Fig. 4.

A: Capillary-like network formation in a collagen hydrogel with embedded HUVECs and ADSCs immigrating from an underlying fibrin-modified electrospun nanofibrous polylactide membrane after 14 days in culture. B: Immunofluorescence staining of β-actin (red) and calponin (green) in human ADSCs in collagen gels on day 14 of culture in EGM-2 medium. C: A monolayer of HUVECs originating from the openings (arrows) of capillary-like structures on the surface of the collagen hydrogel.
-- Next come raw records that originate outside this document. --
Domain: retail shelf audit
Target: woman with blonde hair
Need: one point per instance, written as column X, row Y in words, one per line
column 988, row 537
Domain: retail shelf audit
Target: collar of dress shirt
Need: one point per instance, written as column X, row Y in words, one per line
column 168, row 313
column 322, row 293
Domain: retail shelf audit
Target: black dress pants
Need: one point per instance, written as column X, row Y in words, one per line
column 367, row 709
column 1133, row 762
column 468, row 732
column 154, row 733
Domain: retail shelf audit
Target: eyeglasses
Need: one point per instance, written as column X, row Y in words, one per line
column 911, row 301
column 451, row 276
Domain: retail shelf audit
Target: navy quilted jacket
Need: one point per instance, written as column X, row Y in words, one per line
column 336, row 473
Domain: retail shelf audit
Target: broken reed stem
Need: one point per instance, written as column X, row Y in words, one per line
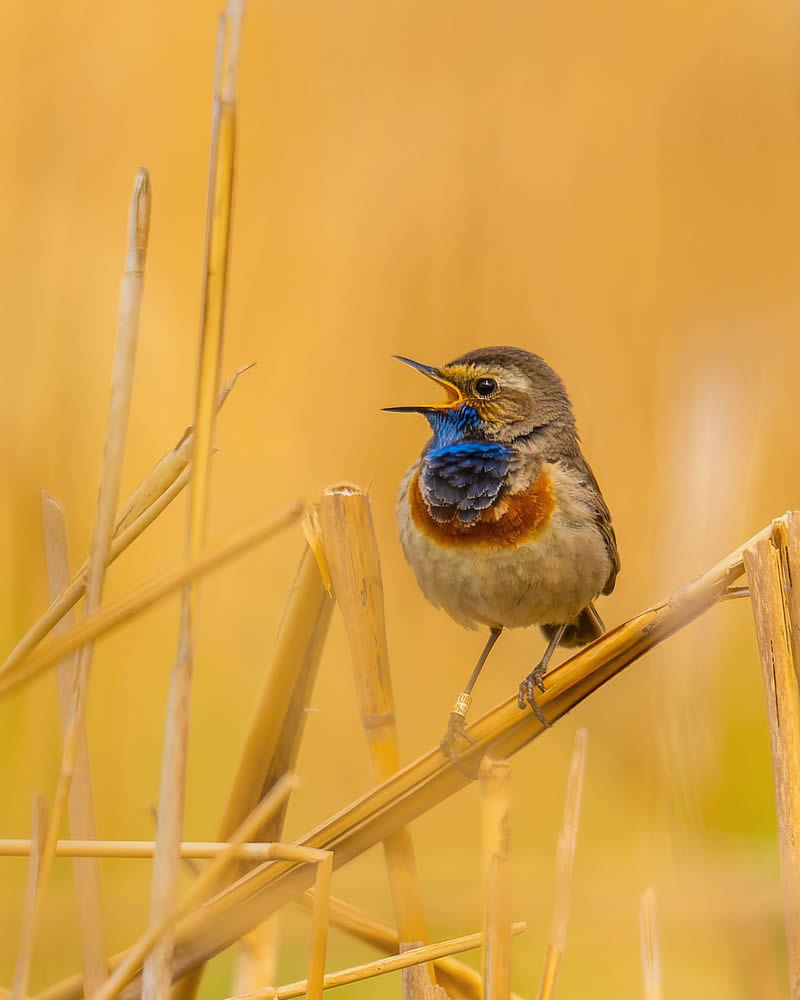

A, C: Both cell types were stained with phalloidin for cytoskeletal F-actin (conjugated with Atto 488; all images; red), and with DAPI for cell nuclei (all images; blue). The CD31 membrane marker of HUVECs was visualized by immunofluorescence (Alexa 633; turquoise). D, E: bottom and side view of the construct, where the collagen hydrogel was enriched with fibronectin (10 μg/ml). Both HUVECs and ADSCs were stained with phalloidin for the cytoskeletal F-actin (red), and with DAPI for the cell nuclei (blue). Von Willebrand factor, a marker of HUVECs, was visualized by immunofluorescence (green). Scale bar 50 μm. A, C, D, E: Dragonfly 503 spinning disk confocal microscope, obj. ×20 (A, D, E), obj. ×40 (C). B: Zeiss Z.1 light-sheet microscope, obj. ×10 for excitation, obj. ×20 for detection, zoom ×0.4 tile scans.